3) Federation Termination Notification Protocol
The federation termination protocol notifies both the service and identity providers to terminate a federation; it tells a service provider to no longer trust authentication assertions from an identity provider. The protocol uses <FederationTerminationNotification> message type.


4) Single Logout Protocol
When an identity provider authenticates the user, typically that identity provider creates a session with the service provider. The single logout protocol notifies both the service provider and the identity provider to terminate that session for a given principal, in effect, logging the principal out. This operation is conveyed via <LogoutRequest> message


5) Introduction Notification Protocol
If a service provider is successfully introduced to an identity provider through the mediation of an introducing identity provider; the service provider federates a Principal’s identity with the provider to whom they have been introduced. The protocol uses <IntroductionNotification> message type and <IntroductionStatement> element.

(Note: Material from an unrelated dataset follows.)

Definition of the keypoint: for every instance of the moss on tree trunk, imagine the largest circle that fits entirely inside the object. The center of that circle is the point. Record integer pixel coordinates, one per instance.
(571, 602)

6) Provider Relationship Termination Protocol
When a service provider has previously been successfully introduced to an identity provider through the mediation of an introducing identity provider, but the business relationship between the identity providers has subsequently been broken, then the introducing identity provider SHOULD send a <ProviderRelationshipTerminationRequest> message to the service provider.


Liberty protocols are based on SOAP messaging framework and may be used in various communication environments, including current-generation Web browsers and Web servers. The communication mechanisms and the protocol messages together form Liberty's protocol profiles. The Liberty specifications define protocol profiles for HTTP POST, browser "artifacts," WML (Wireless Markup Language) POST, and Liberty-enabled Web services (clients) and proxies.


Liberty Identity Federation Framework and protocols are described in the document “Liberty ID-FF Protocols and Schema Specification” (draft-lib-arch-protocols-schema-v1.2-08.pdf). Liberty protocol binding is described in the document “Liberty ID-FF Bindings and Profiles Specification” (draft-lib-arch-bindings-profiles-v1.2-08.pdf).



6. Liberty implementations


Interoperability Prototype for Liberty is the first open-source implementation of the Liberty Alliance Version 1.0 specification based on Java technology ( IPL is designed to help developers learn how the Liberty Alliance Version 1.0 specification can be implemented. Written for the Java 2 platform, IPL provides the foundation for building liberty into applications and testing interoperability between liberty compliant solutions such as the Sun ONE Identity Server version 6.0.


IPL consists of sample Java source code libraries, implementing the Liberty version 1.0 specification, and is not designed for commercial deployment. IPL is licensed as open source under the Sun Microsystems Open Source License.